Paper DOI arXiv preprint Papers with Code
CI status Code coverage Maintenance
Issues Pull requests Commit activity License

📜 The Archive Query Log

Mining Millions of Search Result Pages of Hundreds of Search Engines from 25 Years of Web Archives.

Queries TSNE

Start now by running your custom analysis/experiment, scraping your own query log, or just look at our example files.

Contents

Integrations

Running Experiments on the AQL

The data in the Archive Query Log is highly sensitive (still, you can re-crawl everything from the Wayback Machine). For that reason, we ensure that custom experiments or analyses can not leak sensitive data (please get in touch if you have questions) by using TIRA as a platform for custom analyses/experiments. In TIRA, you submit a Docker image that implements your experiment. Your software is then executed in sandboxed mode (without internet connection) to ensure that your software does not leak sensitive information. After your software execution finished, administrators will review your submission and unblind it so that you can access the outputs.
Please refer to our dedicated TIRA tutorial as starting point for your experiments.

Crawling

For running the CLI and crawl a query log on your own machine, please refer to the instructions for single-machine deployments. If instead you want to scale up and run the crawling pipelines on a cluster, please refer to the instructions for cluster deployments.
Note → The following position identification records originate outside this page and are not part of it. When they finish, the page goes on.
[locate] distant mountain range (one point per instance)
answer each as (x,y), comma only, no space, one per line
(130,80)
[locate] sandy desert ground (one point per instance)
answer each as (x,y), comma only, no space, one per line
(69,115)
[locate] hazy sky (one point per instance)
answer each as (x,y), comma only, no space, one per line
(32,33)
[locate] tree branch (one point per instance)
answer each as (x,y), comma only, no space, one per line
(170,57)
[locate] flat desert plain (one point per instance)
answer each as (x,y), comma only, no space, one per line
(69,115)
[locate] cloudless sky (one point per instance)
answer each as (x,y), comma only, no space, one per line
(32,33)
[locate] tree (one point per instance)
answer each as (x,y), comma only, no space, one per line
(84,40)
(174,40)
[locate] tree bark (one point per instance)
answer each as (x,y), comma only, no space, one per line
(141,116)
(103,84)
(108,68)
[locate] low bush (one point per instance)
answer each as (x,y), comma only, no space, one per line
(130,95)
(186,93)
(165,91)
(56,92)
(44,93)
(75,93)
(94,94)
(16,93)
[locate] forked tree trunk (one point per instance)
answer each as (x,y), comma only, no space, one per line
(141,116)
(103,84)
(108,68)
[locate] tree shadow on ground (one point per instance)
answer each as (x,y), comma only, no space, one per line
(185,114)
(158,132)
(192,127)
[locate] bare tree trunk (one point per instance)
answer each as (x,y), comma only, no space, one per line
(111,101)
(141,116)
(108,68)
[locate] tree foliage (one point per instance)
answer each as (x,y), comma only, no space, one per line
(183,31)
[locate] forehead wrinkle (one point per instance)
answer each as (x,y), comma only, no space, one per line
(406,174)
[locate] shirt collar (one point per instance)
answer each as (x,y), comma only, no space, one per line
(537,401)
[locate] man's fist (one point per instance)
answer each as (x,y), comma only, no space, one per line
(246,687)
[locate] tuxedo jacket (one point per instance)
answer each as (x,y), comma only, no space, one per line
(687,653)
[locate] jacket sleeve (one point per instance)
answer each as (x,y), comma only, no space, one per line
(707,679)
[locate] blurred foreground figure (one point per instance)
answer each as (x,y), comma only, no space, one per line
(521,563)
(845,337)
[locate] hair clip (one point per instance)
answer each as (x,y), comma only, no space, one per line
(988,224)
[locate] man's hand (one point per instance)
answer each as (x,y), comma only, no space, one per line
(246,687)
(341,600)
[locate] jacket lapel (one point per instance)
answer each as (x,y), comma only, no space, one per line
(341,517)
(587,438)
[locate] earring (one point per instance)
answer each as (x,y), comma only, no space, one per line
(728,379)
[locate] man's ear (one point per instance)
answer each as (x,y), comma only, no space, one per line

Single-Machine (PyPi/Docker)

To run the Archive Query Log CLI on your machine, you can either use our PyPi package or the Docker image. (If you absolutely need to, you can also install the Python CLI or the Docker image from source.)

Installation (PyPi)

First you need to install Python 3.10 and pipx (this allows you to install the AQL CLI in a virtual environment). Then, you can install the Archive Query Log CLI by running:

pipx install archive-query-log

Now you can run the Archive Query Log CLI by running:

aql --help

Installation (Python from source)

First install Python 3.10, and clone this repository. From inside the repository directory, create a virtual environment and activate it:

python3.10 -m venv venv/
source venv/bin/activate

Install the Archive Query Log by running:

pip install -e .

Now you can run the Archive Query Log CLI by running:

aql --help

Installation (Docker)

You only need to install Docker.

Note: The commands below use the syntax of the PyPi installation. To run the same commands with the Docker installation, replace aql with docker run -it -v "$(pwd)"/config.override.yml:/workspace/config.override.yml ghcr.io/webis-de/archive-query-log, for example:

docker run -it -v "$(pwd)"/config.override.yml:/workspace/config.override.yml ghcr.io/webis-de/archive-query-log --help

Installation (Docker from source)

First install Docker, and clone this repository. From inside the repository directory, build the Docker image like this:

docker build -t aql .

Note: The commands below use the syntax of the PyPi installation. To run the same commands with the Docker installation, replace aql with docker run -it -v "$(pwd)"/config.override.yml:/workspace/config.override.yml aql, for example:

docker run -it -v "$(pwd)"/config.override.yml:/workspace/config.override.yml aql --help

Configuration

Crawling the Archive Query Log requires access to an Elasticsearch cluster and some S3 block storage. To configure access to the Elasticsearch cluster and S3, add a config.override.yml file in the current directory, with the following contents. Replace the placeholders with your actual credentials:

es:
  host: "<HOST>"
  port: 9200
  username: "<USERNAME>"
  password: "<PASSWORD>"
s3:
   endpoint_url: "<URL>"
   bucket_name: archive-query-log
   access_key: "<KEY>"
   secret_key: "<KEY>"

Toy Example: Crawl ChatNoir SERPs from the Wayback Machine

The crawling pipeline of the Archive Query Log can best be understood by looking at a small toy example. Here, we want to crawl and parse SERPs of the ChatNoir search engine from the Wayback Machine.

Add an archive service

Add new web archive services (e.g., the Wayback Machine) to the AQL by running:

aql archives add

We maintain a list of compatible web archives below.

Compatible archives

The web archives below are known to be compatible with the Archive Query Log crawler and can be used to mine SERPs.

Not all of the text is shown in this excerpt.